A guarda compartilhada tem se consolidado como um importante mecanismo no Direito de Família brasileiro, refletindo a tendência global de valorização do bem-estar da criança e da divisão equitativa das responsabilidades parentais. No Brasil, as mudanças legislativas mais recentes trouxeram uma nova perspectiva para as questões relacionadas à guarda de filhos, incentivando um modelo em que ambos os pais compartilham as responsabilidades pela criação e educação dos filhos, mesmo após o término da relação conjugal. Este artigo busca analisar as responsabilidades dos pais no contexto da guarda compartilhada, com base na legislação vigente, e discutir como a aplicação desse regime afeta a vida familiar.
Conceito de Guarda Compartilhada
A guarda compartilhada é um regime em que ambos os genitores são responsáveis de forma conjunta pelo exercício da autoridade parental, mesmo que o filho resida com apenas um dos pais. Essa modalidade visa garantir a participação ativa de ambos os pais nas decisões sobre a vida do filho, promovendo o seu bem-estar físico, emocional e psicológico.
No Brasil, a guarda compartilhada foi introduzida na legislação pela Lei nº 11.698, de 2008, que alterou o Código Civil (Lei nº 10.406, de 2002) e criou duas modalidades de guarda: a unilateral e a compartilhada. A guarda compartilhada passou a ser a regra, reforçada pela Lei nº 13.058, de 2014, que modificou o artigo 1.584 do Código Civil para estabelecer que, em caso de separação, o juiz deve priorizar a guarda compartilhada, sempre que ambos os pais estiverem aptos a exercê-la.
O objetivo principal dessa modalidade de guarda é assegurar que o filho mantenha uma convivência próxima e contínua com ambos os pais, independentemente de quem seja o guardião principal.

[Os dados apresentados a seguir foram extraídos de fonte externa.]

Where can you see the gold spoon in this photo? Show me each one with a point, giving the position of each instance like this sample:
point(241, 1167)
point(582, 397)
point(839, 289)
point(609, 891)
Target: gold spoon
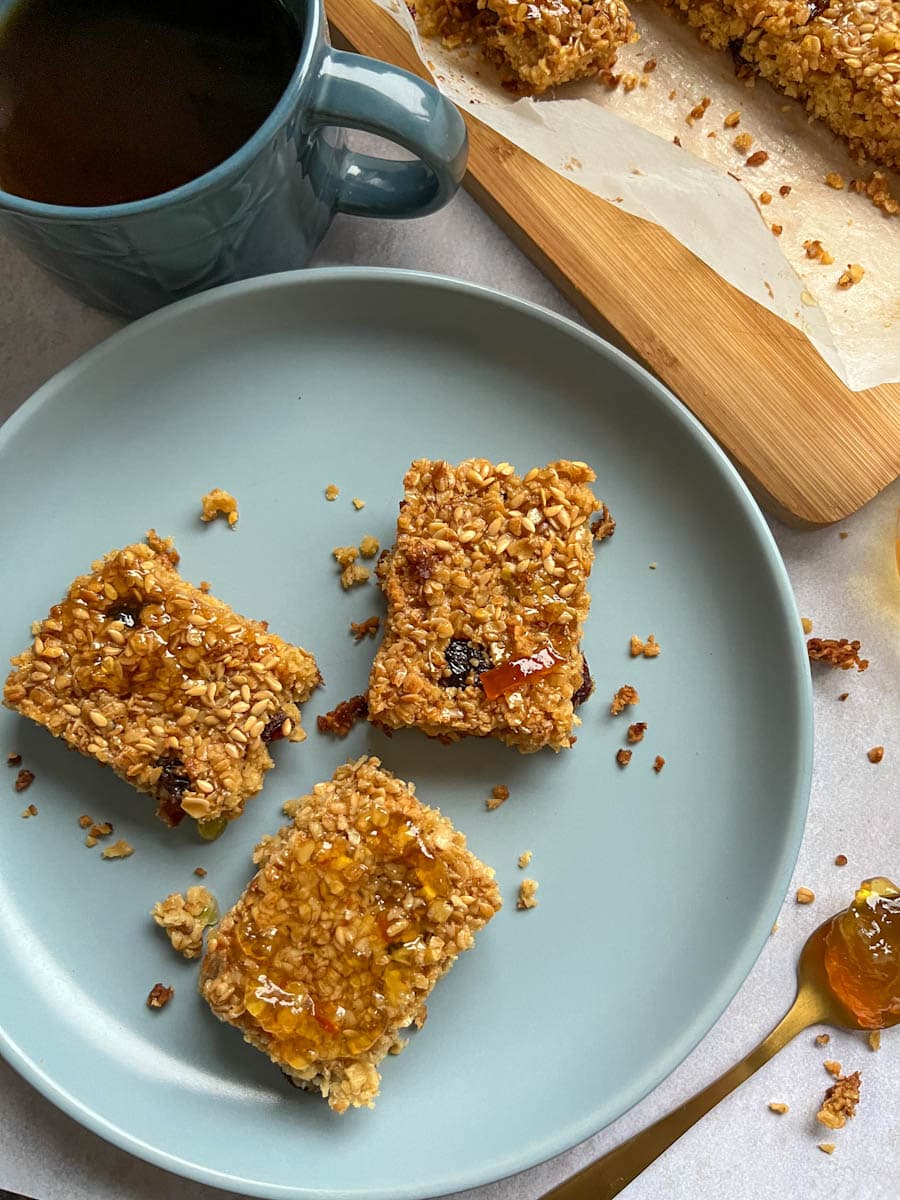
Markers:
point(815, 1005)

Princípios norteadores da Guarda Compartilhada
A guarda compartilhada se fundamenta em alguns princípios norteadores que visam proteger os direitos da criança e promover a igualdade entre os pais. Entre esses princípios, destacam-se:
- O melhor interesse da criança: Todas as decisões referentes à guarda e à criação de filhos devem ser tomadas com base no que for mais benéfico para o desenvolvimento integral da criança. O melhor interesse da criança é o princípio basilar do direito da família e está consagrado no artigo 227 da Constituição Federal e no Estatuto da Criança e do Adolescente (Lei nº 8.069, de 1990).
- Convivência familiar equilibrada: A guarda compartilhada visa garantir que o filho tenha contato próximo com ambos os genitores, promovendo uma convivência familiar equilibrada, conforme previsto no artigo 1.583, § 2º, do Código Civil. Esse princípio busca evitar o distanciamento emocional de um dos pais, que poderia resultar da guarda unilateral.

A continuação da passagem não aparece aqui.